1 | iwls_mh(curr.y, curr.X, curr.beta, iprior.var)
|
curr.y |
A vector of length n giving the cell counts. |
curr.X |
An n by p design matrix for the current model, where p is the number of log-linear parameters. |
curr.beta |
A vector of length p giving the current log-linear parameters. |
iprior.var |
A p by p matrix giving the inverse of the prior variance matrix. |
For details of the original algorithm see Gamerman (1997). For its application to log-linear models see Overstall & King (2014), and the references therein.
The function will output a vector of length p giving the new values of the log-linear parameters.
This function will not typically be called by the user.
Antony M. Overstall A.M.Overstall@soton.ac.uk.
Gamerman, D. (1997) Sampling from the posterior distribution in generalised linear mixed models. Statistics and Computing, 7 (1), 57–68.
Overstall, A.M. & King, R. (2014) conting: An R package for Bayesian analysis of complete and incomplete contingency tables.
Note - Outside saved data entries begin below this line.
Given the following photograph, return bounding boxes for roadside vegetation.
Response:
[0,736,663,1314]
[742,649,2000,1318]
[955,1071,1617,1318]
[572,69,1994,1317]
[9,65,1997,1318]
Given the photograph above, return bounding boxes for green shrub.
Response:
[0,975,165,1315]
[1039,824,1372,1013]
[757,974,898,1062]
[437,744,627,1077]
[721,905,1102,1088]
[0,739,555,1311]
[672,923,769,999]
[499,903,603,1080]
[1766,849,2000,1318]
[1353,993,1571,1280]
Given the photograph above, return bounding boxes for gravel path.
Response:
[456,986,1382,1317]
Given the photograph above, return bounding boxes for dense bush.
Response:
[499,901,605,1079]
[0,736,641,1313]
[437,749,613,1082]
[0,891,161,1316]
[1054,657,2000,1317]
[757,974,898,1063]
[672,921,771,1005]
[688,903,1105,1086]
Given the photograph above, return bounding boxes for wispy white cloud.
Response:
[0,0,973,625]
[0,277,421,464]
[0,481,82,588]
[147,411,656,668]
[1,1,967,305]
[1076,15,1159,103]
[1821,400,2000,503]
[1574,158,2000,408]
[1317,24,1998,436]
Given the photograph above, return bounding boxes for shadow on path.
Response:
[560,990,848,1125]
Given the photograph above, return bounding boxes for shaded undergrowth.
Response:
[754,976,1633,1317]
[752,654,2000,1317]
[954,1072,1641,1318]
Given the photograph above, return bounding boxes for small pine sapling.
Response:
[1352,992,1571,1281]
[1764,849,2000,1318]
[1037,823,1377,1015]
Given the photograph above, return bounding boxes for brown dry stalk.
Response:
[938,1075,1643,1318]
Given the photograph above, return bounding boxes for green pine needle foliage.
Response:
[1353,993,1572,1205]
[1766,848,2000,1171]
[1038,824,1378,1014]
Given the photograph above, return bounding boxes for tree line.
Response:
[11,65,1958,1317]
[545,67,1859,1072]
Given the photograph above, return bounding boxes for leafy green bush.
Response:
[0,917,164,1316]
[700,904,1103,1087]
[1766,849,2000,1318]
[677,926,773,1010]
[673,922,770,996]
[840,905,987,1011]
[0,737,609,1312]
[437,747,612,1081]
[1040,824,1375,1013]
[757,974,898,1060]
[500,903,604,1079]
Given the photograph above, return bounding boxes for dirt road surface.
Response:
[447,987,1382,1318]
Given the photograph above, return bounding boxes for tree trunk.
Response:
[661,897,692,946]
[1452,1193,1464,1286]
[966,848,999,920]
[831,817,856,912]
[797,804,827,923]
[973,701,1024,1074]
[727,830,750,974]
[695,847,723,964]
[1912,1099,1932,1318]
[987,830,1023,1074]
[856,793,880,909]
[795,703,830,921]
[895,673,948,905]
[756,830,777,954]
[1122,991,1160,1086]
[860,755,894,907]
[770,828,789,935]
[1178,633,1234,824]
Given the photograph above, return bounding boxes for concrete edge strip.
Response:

Journal of Statistical Software, 58 (7), 1–27. http://www.jstatsoft.org/v58/i07/
1 2 3 4 5 6 7 8 9 10 11 12 13 14 15 16 17 18 19 20 21 22 23 24 25 | set.seed(1)
## Set seed for reproducibility
data(AOH)
## Load AOH data
maximal.mod<-glm(y~alc+hyp+obe,family=poisson,x=TRUE,contrasts=list(alc="contr.sum",
hyp="contr.sum",obe="contr.sum"),data=AOH)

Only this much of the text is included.